Se fueron, al minuto de llegar, o eso me pareció este lapso de tiempo tan egoísta. Apenas habían superado el jet lag... si es que no me da tiempo a más. Casi no he tenido tiempo de mostrarles la ciudad, sólo unos pocos rincones de los más especiales. De puntillas por Harvard square al fin conocieron a Rosa, algo es algo, menos es nada, ahora mayor tranquilidad. Los días han menguado sin duda, han tenido menos horas y las noches se han encogido descaradamente. Si no, ¿cómo es posible que me levante con tanto sueño?

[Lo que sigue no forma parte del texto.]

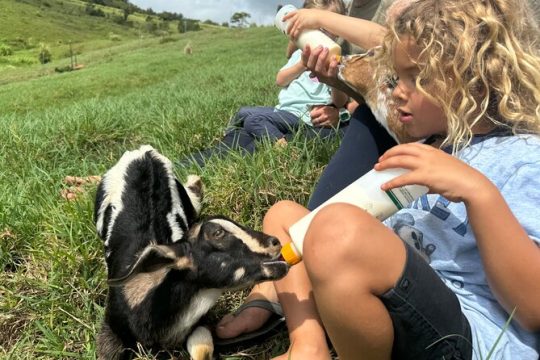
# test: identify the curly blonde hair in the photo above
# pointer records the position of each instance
(481, 57)
(337, 6)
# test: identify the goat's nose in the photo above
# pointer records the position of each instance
(274, 241)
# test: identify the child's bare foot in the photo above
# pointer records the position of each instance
(281, 143)
(250, 318)
(76, 180)
(71, 193)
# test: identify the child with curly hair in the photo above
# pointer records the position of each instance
(467, 80)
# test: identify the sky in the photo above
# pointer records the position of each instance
(262, 11)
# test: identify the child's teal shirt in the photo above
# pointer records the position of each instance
(447, 240)
(303, 92)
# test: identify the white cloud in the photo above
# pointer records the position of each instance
(261, 11)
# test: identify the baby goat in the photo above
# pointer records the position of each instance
(164, 270)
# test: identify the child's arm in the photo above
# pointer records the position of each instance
(285, 76)
(364, 33)
(339, 98)
(510, 257)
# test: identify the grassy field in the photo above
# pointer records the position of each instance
(52, 283)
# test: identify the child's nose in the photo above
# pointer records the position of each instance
(398, 93)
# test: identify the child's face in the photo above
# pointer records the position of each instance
(420, 116)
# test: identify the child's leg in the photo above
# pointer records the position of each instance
(364, 136)
(306, 333)
(270, 124)
(375, 295)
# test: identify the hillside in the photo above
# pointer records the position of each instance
(29, 26)
(142, 91)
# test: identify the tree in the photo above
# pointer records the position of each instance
(240, 18)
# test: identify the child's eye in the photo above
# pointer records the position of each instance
(391, 81)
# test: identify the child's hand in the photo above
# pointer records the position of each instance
(324, 116)
(303, 19)
(316, 60)
(442, 173)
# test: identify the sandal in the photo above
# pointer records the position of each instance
(274, 324)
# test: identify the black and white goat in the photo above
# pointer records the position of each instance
(165, 270)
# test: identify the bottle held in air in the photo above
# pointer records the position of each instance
(365, 193)
(313, 38)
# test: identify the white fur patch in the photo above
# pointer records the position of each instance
(177, 208)
(199, 305)
(238, 274)
(252, 243)
(200, 344)
(195, 198)
(114, 184)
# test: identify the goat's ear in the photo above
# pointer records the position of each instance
(153, 258)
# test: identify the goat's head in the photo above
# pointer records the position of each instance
(357, 71)
(232, 256)
(219, 253)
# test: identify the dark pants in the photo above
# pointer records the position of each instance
(363, 143)
(238, 138)
(426, 315)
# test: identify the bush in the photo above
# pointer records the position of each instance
(5, 50)
(23, 60)
(188, 25)
(114, 37)
(44, 55)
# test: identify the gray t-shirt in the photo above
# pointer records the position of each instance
(441, 230)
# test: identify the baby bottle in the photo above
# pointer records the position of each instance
(365, 193)
(313, 38)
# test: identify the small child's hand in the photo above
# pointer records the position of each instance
(303, 19)
(442, 173)
(324, 116)
(317, 61)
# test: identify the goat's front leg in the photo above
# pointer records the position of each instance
(200, 345)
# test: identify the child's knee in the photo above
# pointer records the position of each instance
(282, 215)
(342, 233)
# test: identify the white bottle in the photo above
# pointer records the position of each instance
(312, 37)
(365, 193)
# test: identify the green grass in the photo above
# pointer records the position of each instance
(52, 278)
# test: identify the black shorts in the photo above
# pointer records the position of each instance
(426, 315)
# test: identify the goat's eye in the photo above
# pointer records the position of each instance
(218, 233)
(391, 81)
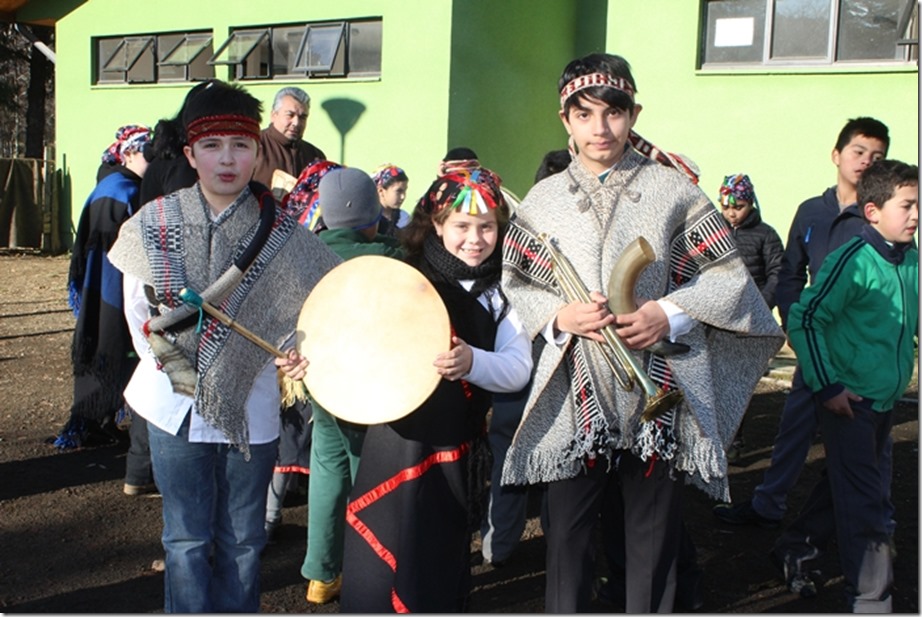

En esta segunda visita, sólo ellos, el tiempo se ha concentrado de otra manera, y donde antes se amontonaban mantas y colchones y anidaban los zapatos, ahora sólo amanecían cuatro pares de zapatillas bien colocados, listos para un paseo no agotador, para hacer la compra, días de siempre, tardes de trufa, un par de pases aquí y allá. Fuimos a ver el Rey León, hablaban y cantaban en inglés, pero ¡ay! como los ángeles, así que en el fondo es como si hubiera sido Esperanto. Mi madre toma su decisión de aprender inglés como sea, para que la próxima vez mi jefa y ella puedan comentar a gusto quién me quiere cómo y cuánto, sin tener que perder intensidad en medio de modestas traducciones. Nos tomamos unos mojitos en el cielo de Boston, en el Top of the hub, donde se concentra la magia de las luces. Y luego, alitas de búfalo, que mi padre tenía antojo, a saber, que estaba harto de comer jamón ibérico. Sorprendentemente deliciosas, qué tontería, que se equivocan los que dicen que en América se come mal, esos no han venido a Boston. ¡Se comen todo las ardillas!
Ha salido el sol, ha venido el veranillo de San Miguel, bueno, aquí será de Saint Mike, pero el calorcito mola igual. Pero ni con esas, igualmente se fueron, al minuto de llegar, si es que están mal puestas las fechas. Voy a ver si rebobino, a ver si puede ser que este jueves sea el otro, y así en vez de aparcar en salidas hubiera aparcado en llegadas, y en lugar de sentir el vacío estaría sintiendo regocijo. Aunque me quedan resquicios, y fotos, y croquetas, y cansancio... que me administraré en todos estos meses que se empeñan en ponerse por delante. Maldito espacio, maldito tiempo, ¿cuándo inventarán el teletransporte? Voy a hablar con los del MIT que lo inventan todo, a ver si puede ser que se den prisa y me traigan abril, o mayo, y ya veré yo si puedo aguantarme hasta el verano, y si no, pues que vengan otra vez, que se jubilen, ¡que se queden!, que se dejen de maletas y de rollos y que vengan a sentarse en el sofá, que se enfría la cena y además, tenemos una peli a medias.